Eigenkapitalanforderungen:Zwei deutsche Banken weltweit systemrelevant
Die G20-Staaten haben eine Liste der 29 weltweit wichtigsten Banken veröffentlicht. Diese müssen höhere Eigenkapitalanforderungen erfüllen als andere Institute. Die Geldhäuser im Überblick.
von Frank Bremser
29 internationale Großbanken müssen sich auf höhere Kapitalanforderungen einstellen. Auf der Liste, die auf dem G20-Treffen in Cannes vorgelegt wurde, stehen aus Deutschland die Deutsche Bank und die Commerzbank. Eine Liste über Versicherer und Investmentfonds soll noch folgen.

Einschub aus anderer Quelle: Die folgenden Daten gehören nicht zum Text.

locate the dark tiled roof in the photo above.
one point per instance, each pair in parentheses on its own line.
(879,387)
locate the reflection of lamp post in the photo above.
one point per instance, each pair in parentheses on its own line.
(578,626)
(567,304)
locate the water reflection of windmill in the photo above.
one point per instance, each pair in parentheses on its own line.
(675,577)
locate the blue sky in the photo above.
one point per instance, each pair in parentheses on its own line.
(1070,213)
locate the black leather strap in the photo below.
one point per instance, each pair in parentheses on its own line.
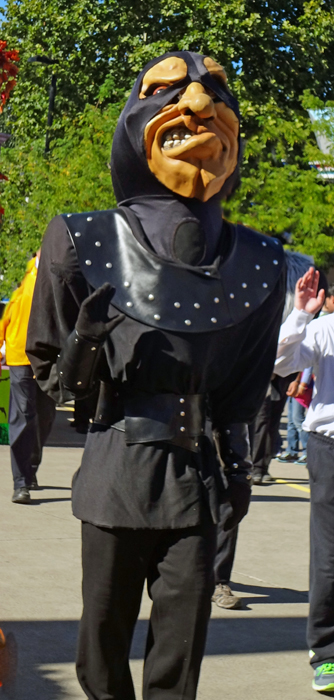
(153,417)
(76,364)
(233,449)
(169,295)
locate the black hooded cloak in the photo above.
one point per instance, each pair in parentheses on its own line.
(203,302)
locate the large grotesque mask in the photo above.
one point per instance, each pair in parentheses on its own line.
(183,123)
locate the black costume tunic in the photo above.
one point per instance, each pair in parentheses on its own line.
(159,484)
(230,282)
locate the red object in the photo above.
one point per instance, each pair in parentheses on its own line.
(8,72)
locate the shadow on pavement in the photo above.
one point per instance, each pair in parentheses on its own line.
(40,501)
(42,645)
(279,499)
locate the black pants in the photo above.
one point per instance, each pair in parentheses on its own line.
(263,433)
(226,545)
(178,566)
(320,629)
(31,414)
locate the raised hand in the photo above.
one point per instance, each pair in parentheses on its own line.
(93,321)
(306,297)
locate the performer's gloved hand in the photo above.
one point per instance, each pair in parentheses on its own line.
(238,495)
(93,322)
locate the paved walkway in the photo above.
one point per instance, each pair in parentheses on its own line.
(257,653)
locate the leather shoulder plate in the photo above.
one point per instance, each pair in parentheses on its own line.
(169,295)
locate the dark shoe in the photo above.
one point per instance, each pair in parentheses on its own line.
(21,495)
(34,483)
(224,598)
(287,457)
(267,478)
(323,680)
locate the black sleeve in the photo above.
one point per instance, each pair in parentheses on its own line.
(241,396)
(59,292)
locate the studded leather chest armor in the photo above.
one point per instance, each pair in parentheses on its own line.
(169,295)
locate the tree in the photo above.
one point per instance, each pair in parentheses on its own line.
(75,177)
(272,51)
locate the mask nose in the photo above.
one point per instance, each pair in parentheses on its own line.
(195,99)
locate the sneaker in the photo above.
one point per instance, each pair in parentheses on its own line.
(323,678)
(267,478)
(34,483)
(21,495)
(287,457)
(224,598)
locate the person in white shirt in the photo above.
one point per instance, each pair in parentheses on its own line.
(304,342)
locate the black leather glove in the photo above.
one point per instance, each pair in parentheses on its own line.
(78,361)
(93,322)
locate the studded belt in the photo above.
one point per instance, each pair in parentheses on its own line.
(144,417)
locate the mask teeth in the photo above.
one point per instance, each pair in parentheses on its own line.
(176,137)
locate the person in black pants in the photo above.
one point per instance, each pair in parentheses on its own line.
(149,303)
(31,415)
(224,559)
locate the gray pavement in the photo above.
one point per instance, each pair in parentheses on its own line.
(257,653)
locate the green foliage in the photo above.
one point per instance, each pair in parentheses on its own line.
(74,177)
(281,188)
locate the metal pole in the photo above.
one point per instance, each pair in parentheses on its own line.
(52,97)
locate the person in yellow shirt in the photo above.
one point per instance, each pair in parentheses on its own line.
(31,412)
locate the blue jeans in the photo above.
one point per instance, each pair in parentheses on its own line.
(296,416)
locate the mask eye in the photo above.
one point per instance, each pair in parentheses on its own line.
(158,89)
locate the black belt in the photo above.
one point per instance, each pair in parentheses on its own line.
(144,417)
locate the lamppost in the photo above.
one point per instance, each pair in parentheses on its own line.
(52,95)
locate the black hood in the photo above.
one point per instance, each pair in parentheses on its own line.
(131,175)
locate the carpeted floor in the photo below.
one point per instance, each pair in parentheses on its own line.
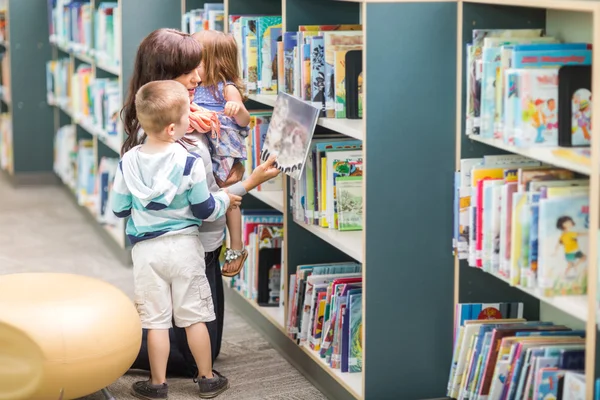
(43,231)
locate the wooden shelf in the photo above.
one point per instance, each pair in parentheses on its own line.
(275,315)
(543,154)
(86,56)
(565,5)
(576,306)
(273,199)
(352,382)
(349,127)
(350,242)
(111,141)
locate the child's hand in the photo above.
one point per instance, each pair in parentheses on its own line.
(265,171)
(232,108)
(234,201)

Infografik: Diese Banken brauchen mehr Eigenkapital
Mit den neuen Kapitalanforderungen soll die sogenannte "Too-Big-to-Fail"-Problematik angegangen werden. Dabei geht es darum wie diese "systemrelevanten Finanzinstitute" besser durch Krisensituationen kommen und im Notfall restrukturiert oder abgewickelt werden könne, ohne dass dies zu Verwerfungen im weltweiten Finanzsystem führt. Kriterien sind Größe, Vernetzung, Mangel an Ersetzbarkeit, Internationalität und Komplexität.
Die Banken auf der Liste müssen zusätzlich zu den gemäß der durch Basel III angestrebten Kernkapitalquote von sechs Prozent noch mehr Geld beiseite legen. Je nach Einstufung liegt der Aufschlag bei ein bis 2,5 Prozentpunkten. Eine weitere Stufe sieht sogar einen zusätzlichen Kapitalpuffer von 3,5 Prozentpunkten vor. Die Anforderungen dafür erfüllt derzeit aber kein Institut. In einer Mitteilung der deutschen Bundesregierung heißt es dazu: "Das soll ein negativer Anreiz sein, die Systemrelevanz nicht weiter zu vergrößern."
Vor allem die Bankenbranche selbst hat so ihre Probleme mit den Regeln. Denn höhere Eigenkapitalquoten verteuern das Geschäft. Der Chef von JP Morgan, Jamie Dimon, sagte unlängst, der Zuschlag sei anti-amerikanisch. Die US-Regierung solle überlegen, ob sie Basel III überhaupt einführe.
Andererseits bringt die Liste für die Häuser auch Vorteile: Denn diese Banken gelten automatische als sicherer als andere Banken - was wiederum ihre Refinanzierungskosten senken könnte. Die Regeln sollen ab 2016 schrittweise greifen und 2019 vollständig wirksam werden. Bis Ende 2012 sollen die Häuser einen Plan aufstellen, wie sie in einer existenzbedrohenden Krise ohne Schaden für das gesamte Finanzsystem wieder auf die Beine kommen oder abgewickelt werden können.